El-Yaagoubi Anass B, Chung Moo K, Ombao Hernando
Statistics Program, King Abdullah University of Science and Technology, Thuwal, Saudi Arabia.
Department of Biostatistics & Medical Informatics, University of Wisconsin-Madison, Madison, WI, United States.
Front Neuroinform. 2024 Jul 12;18:1387400. doi: 10.3389/fninf.2024.1387400. eCollection 2024.
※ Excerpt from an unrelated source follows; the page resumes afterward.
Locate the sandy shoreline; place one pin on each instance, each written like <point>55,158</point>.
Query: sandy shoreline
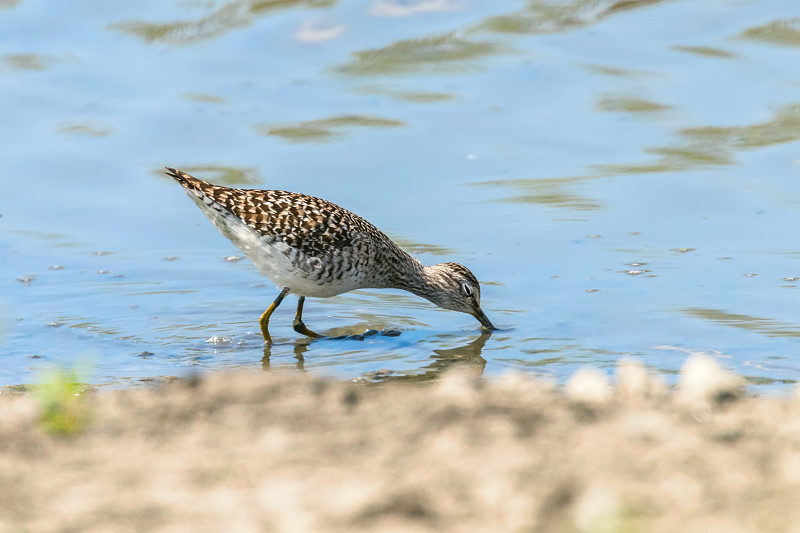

Topological data analysis (TDA) is increasingly recognized as a promising tool in the field of neuroscience, unveiling the underlying topological patterns within brain signals. However, most TDA related methods treat brain signals as if they were static, i.e., they ignore potential non-stationarities and irregularities in the statistical properties of the signals. In this study, we develop a novel fractal dimension-based testing approach that takes into account the dynamic topological properties of brain signals. By representing EEG brain signals as a sequence of Vietoris-Rips filtrations, our approach accommodates the inherent non-stationarities and irregularities of the signals. The application of our novel fractal dimension-based testing approach in analyzing dynamic topological patterns in EEG signals during an epileptic seizure episode exposes noteworthy alterations in total persistence across 0, 1, and 2-dimensional homology. These findings imply a more intricate influence of seizures on brain signals, extending beyond mere amplitude changes.
拓扑数据分析(TDA)在神经科学领域日益被视为一种有前景的工具,它揭示了脑信号中潜在的拓扑模式。然而,大多数与TDA相关的方法将脑信号视为静态的,即它们忽略了信号统计特性中潜在的非平稳性和不规则性。在本研究中,我们开发了一种基于分形维数的新型测试方法,该方法考虑了脑信号的动态拓扑特性。通过将脑电图(EEG)脑信号表示为一系列Vietoris-Rips过滤,我们的方法适应了信号固有的非平稳性和不规则性。我们基于分形维数的新型测试方法在分析癫痫发作期间EEG信号的动态拓扑模式中的应用揭示了0、1和2维同调中总持续性的显著变化。这些发现意味着癫痫发作对脑信号的影响更为复杂,不仅仅局限于幅度变化。